The report says that, at the current rate, global warming will breach the 1.5oC threshold between 2030 and 2052.
A new report by the Intergovernmental Panel on Climate Change (IPCC’s) shows how urgently the planet needs to act to limit global warming to 1.5oC over the pre-industrial temperature, or face consequences far worse than estimated earlier. The report says that, at the current rate, global warming will breach the 1.5oC threshold between 2030 and 2052. Anthropogenic emissions of greenhouse gases would need to be cut by half of the present level by 2030 and virtually eliminated by 2050 if the Earth’s warming is to avoid overshooting the 1.5oC target. Fossil fuel use has pushed carbon dioxide levels in the atmosphere to above 405 parts per million, or more than 30% above pre-industrial levels. If the world fails in reducing emissions at such rates, carbon dioxide will need to be sucked out of atmosphere at a massive scale, and the technology, IPCC says, is yet unproven in terms of scale achievable and could even carry significant risks for sustainability.

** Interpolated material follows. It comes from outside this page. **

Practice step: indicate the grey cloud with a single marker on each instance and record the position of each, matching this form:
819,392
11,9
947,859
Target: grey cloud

Given how limited room is left before the temperature target is breached—since the late 1880s, global temperature has already risen by 1oC, leaving a margin of just 0.5oC—the efforts need to be ambitious beyond previously imagined and, more importantly, coordinated. The rest of the world can’t simply afford to helplessly wring hands, as climate-sceptic leaders like Donald Trump, who has already marched the US out of the Paris climate accord, push the planet closer to the brink. More so when the commitments made by signatories to the Paris deal are nowhere near enough to avoid the 1.5oC cap being breached. The IPCC report has already made the consequences of not acting decisively and urgently clear. If warming breaches the 1.5oC cap, the sea level could rise more than six feet, causing several areas to simply drown; the frequency of floods and droughts will rise drastically while countries like India will suffer from killer heat-waves on almost a daily basis in summers and eroded food security.

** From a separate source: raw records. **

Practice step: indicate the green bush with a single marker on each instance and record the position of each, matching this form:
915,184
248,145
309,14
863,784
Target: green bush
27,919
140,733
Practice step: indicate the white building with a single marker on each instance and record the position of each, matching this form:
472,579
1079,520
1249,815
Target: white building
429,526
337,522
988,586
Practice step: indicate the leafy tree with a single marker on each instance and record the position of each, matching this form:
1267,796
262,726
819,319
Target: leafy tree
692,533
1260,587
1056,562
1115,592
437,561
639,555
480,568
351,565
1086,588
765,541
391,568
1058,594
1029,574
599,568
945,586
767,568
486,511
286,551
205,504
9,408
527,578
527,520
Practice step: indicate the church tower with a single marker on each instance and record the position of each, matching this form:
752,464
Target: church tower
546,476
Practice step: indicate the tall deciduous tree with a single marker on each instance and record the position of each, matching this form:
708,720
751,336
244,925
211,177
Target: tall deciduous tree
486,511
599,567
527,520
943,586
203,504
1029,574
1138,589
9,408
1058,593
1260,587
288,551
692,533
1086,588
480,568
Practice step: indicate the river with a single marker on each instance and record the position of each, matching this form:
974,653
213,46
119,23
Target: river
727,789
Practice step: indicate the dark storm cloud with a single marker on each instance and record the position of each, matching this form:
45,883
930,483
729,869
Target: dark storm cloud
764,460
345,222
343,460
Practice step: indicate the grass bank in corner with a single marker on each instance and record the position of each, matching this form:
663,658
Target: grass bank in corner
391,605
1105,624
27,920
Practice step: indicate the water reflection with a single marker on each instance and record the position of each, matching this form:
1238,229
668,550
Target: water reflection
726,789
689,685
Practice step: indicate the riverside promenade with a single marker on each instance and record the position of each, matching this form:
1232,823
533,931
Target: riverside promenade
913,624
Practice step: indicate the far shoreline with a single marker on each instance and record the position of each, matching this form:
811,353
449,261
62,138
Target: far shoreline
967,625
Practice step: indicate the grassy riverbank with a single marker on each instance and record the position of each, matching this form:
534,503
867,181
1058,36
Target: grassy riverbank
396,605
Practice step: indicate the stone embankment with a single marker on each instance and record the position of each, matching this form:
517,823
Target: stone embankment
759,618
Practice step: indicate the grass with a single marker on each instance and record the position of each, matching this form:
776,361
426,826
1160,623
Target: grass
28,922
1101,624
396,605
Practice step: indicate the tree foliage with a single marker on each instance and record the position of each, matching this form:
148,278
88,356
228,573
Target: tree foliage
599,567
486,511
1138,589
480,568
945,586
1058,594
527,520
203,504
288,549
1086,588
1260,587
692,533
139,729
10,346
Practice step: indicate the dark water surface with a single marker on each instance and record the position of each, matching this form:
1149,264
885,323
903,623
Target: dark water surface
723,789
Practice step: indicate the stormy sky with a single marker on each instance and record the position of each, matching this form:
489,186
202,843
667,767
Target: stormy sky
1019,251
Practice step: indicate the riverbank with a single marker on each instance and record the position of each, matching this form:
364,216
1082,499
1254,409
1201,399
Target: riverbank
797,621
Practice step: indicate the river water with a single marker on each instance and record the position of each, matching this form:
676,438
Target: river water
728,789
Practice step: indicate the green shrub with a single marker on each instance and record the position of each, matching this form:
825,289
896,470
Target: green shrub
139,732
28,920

The Trump administration has signalled how obstructive it will be in initiating the necessary policy measures by refusing to endorse the findings of the new report. While the summary presented to policymakers at the release of the report paints a bleak enough picture, findings in the other parts of the report fully articulate the catastrophe Earth is headed towards—the tipping points beyond which the climate change impacts become irreversible and, worse, even accelerate. A paper published in the Annual Review of Environment and Resources took up the question of the total investments required to keep global warming to below 1.5oC by the end of the century, and found that this needs just 50% more than the investment required to keep it under 2oC. World leaders, including the Indian leadership, must press the likes of Trump and Australian PM Scott Morrison, both of whom have not just followed a policy of climate inaction, but also of one that exacerbate potential impact, to either reform or bear the costs of mitigation efforts.